Comparative Study of Upconverting Nanoparticles with Various Crystal Structures, Core/Shell Structures, and Surface Characteristics

Abstract

Upconverting nanoparticles (UCNPs) have been studied as novel bioimaging probes owing to the absence of autofluorescence and excellent photostability. For practical applications, biocompatible UCNPs with high upconversion efficiency, bright luminescence, and good colloidal stability are desirable. Herein, we report a quantitative and systematic study on the upconversion luminescence from a set of NaYF4:Yb3+,Er3+-based nanoparticles by varying crystal structures, core/shell structures, and surface ligands. Upconversion luminescent properties in colloidal solution and at the single-particle level were examined.

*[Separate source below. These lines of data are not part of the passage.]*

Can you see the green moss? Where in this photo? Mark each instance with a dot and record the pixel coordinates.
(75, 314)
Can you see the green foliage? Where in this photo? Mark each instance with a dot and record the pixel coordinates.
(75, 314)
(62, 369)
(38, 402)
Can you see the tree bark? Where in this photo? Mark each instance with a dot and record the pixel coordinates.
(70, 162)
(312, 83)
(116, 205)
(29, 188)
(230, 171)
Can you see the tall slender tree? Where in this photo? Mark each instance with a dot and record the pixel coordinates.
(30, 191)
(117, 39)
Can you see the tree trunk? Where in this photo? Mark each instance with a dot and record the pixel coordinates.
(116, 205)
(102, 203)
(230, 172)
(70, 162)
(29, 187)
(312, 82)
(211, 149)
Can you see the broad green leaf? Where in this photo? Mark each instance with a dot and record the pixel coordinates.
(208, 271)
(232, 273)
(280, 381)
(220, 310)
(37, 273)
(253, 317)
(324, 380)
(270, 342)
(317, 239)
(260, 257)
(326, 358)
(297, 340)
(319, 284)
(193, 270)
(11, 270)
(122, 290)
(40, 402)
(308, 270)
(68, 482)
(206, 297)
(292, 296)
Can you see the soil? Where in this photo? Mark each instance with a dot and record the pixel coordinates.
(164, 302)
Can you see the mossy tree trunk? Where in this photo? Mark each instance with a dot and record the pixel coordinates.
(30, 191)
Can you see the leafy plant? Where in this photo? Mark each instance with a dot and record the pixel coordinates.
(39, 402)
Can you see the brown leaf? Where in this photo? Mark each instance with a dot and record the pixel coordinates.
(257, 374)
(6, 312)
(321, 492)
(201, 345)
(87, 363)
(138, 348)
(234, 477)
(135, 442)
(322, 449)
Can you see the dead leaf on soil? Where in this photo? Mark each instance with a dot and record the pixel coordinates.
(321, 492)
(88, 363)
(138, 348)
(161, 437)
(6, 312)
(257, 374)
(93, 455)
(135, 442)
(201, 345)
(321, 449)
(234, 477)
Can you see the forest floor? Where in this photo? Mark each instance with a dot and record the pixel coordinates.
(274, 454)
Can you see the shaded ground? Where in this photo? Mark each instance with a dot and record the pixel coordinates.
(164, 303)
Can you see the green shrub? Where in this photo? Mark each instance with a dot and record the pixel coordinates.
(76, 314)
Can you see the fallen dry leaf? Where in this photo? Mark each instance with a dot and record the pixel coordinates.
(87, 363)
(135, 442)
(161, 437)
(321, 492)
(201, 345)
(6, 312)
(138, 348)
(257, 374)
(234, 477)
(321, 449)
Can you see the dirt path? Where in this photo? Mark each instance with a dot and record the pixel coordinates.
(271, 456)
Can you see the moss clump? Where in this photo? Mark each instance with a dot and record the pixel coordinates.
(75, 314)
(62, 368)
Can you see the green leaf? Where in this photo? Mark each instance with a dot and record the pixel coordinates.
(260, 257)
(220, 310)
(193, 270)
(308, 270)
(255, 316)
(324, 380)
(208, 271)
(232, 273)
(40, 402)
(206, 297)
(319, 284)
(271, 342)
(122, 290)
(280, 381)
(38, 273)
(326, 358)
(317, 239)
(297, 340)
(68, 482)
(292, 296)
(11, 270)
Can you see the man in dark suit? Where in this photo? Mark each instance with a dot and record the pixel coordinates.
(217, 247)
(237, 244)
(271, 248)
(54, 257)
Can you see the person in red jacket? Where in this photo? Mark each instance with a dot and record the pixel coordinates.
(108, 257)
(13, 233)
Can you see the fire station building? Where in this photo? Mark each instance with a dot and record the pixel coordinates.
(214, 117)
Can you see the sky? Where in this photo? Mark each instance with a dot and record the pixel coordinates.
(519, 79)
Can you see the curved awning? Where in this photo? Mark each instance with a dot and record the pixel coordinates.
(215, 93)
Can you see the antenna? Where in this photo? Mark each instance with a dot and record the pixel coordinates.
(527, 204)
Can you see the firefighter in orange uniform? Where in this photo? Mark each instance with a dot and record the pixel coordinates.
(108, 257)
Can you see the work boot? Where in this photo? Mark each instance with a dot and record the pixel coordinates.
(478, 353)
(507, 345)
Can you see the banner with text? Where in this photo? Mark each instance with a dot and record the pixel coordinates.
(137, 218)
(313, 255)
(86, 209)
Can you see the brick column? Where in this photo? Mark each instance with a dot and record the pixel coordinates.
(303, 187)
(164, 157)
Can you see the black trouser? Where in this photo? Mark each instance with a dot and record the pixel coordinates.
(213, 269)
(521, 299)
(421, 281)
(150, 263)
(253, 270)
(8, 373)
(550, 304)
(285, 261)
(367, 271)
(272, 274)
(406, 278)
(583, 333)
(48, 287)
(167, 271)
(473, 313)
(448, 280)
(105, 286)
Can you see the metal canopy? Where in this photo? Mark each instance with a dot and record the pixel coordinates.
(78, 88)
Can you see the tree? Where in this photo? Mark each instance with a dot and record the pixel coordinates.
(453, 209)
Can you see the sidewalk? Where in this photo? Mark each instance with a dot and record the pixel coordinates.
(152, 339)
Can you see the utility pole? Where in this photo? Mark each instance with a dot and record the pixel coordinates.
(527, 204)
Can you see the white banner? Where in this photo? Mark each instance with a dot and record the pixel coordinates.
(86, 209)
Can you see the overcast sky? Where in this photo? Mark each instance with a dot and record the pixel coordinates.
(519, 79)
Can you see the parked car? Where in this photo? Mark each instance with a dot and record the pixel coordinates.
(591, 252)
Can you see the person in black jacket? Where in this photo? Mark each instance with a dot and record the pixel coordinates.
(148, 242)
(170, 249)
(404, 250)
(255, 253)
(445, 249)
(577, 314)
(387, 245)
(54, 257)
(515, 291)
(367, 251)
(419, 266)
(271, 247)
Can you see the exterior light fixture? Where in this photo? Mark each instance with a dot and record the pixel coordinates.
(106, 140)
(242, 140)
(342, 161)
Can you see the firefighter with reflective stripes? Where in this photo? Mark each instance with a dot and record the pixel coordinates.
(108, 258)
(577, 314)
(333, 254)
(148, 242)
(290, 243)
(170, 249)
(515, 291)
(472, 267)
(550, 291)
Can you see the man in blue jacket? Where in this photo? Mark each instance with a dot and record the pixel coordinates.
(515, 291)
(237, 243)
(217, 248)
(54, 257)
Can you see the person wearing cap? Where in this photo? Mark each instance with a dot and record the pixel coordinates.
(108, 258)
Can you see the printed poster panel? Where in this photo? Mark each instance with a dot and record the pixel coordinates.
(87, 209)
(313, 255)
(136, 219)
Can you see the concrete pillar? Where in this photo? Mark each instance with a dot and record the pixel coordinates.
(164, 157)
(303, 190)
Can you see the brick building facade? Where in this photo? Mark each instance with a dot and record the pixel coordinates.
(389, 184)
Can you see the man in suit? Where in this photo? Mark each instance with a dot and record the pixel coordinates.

Hexagonal-phase core/shell UCNPs exhibited the most intense luminescence among various structures, while the excellent photostability was observed in all different types of UCNPs. To optimize the biomedical imaging capability of UCNPs, various surface coating strategies were tested. By quantitative spectroscopic measurements of surface-modified UCNPs in water, it was suggested that encapsulation with polyethylene glycol (PEG)-phospholipid was found to be effective in retaining both upconversion luminescence intensity and dispersibility in aqueous environment. Finally, UCNPs with different crystal structures were applied and compared in live cells.